34. Bakanlık görüşünde olayın özeti yapılmış, kovuşturmaya yer olmadığı kararının gerekçesine ve kötü muamele yasağını ilgilendiren Anayasa Mahkemesi içtihatlarına yer verilmiştir.
B. Değerlendirme
35. 30/3/2011 tarihli ve 6216 sayılı Anayasa Mahkemesinin Kuruluşu ve Yargılama Usulleri Hakkında Kanun’un 45. maddesinin (2) numaralı fıkrası uyarınca bireysel başvuru yoluna başvurabilmek için olağan kanun yollarının tüketilmiş olması gerekir (Ayşe Zıraman ve Cennet Yeşilyurt, B. No: 2012/403, 26/3/2013, § 16).
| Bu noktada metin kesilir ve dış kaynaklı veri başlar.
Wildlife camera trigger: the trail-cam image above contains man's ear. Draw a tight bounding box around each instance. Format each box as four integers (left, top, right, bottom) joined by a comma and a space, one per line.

36. Başvurucuların kötü muamele iddiası hakkında Savcılıkça iki kez soruşturma yapılmıştır. Bunlardan ilki olan 2013/488 sayılı soruşturma, 24/6/2014 tarihinde KYOK ile sonuçlanmıştır. Anılan karar, mağdur (başvurucu) Abdulbaki Güngör’ün raporunda herhangi bir darp-cebir izi ve başvurucuların ifadelerini destekler mahiyette bir delilin bulunmamasına dayandırılmıştır. Başvurucu İsa Göngör’e tebliğ edilen bu karar itiraz edilmeksizin kesinleşmiştir. Anılan karar diğer başvurucu Abdulbaki Güngör’e tebliğ edilmemiş ise de başvurucunun bizzat kendisinin yaralandığını ileri sürdüğü olayda şikâyetin -reşit olmasına rağmen- babası olan diğer başvurucu tarafından yapılması, babasına yapılan tebligattan haberdar olmamasının mümkün olmadığı da nazara alınmalıdır.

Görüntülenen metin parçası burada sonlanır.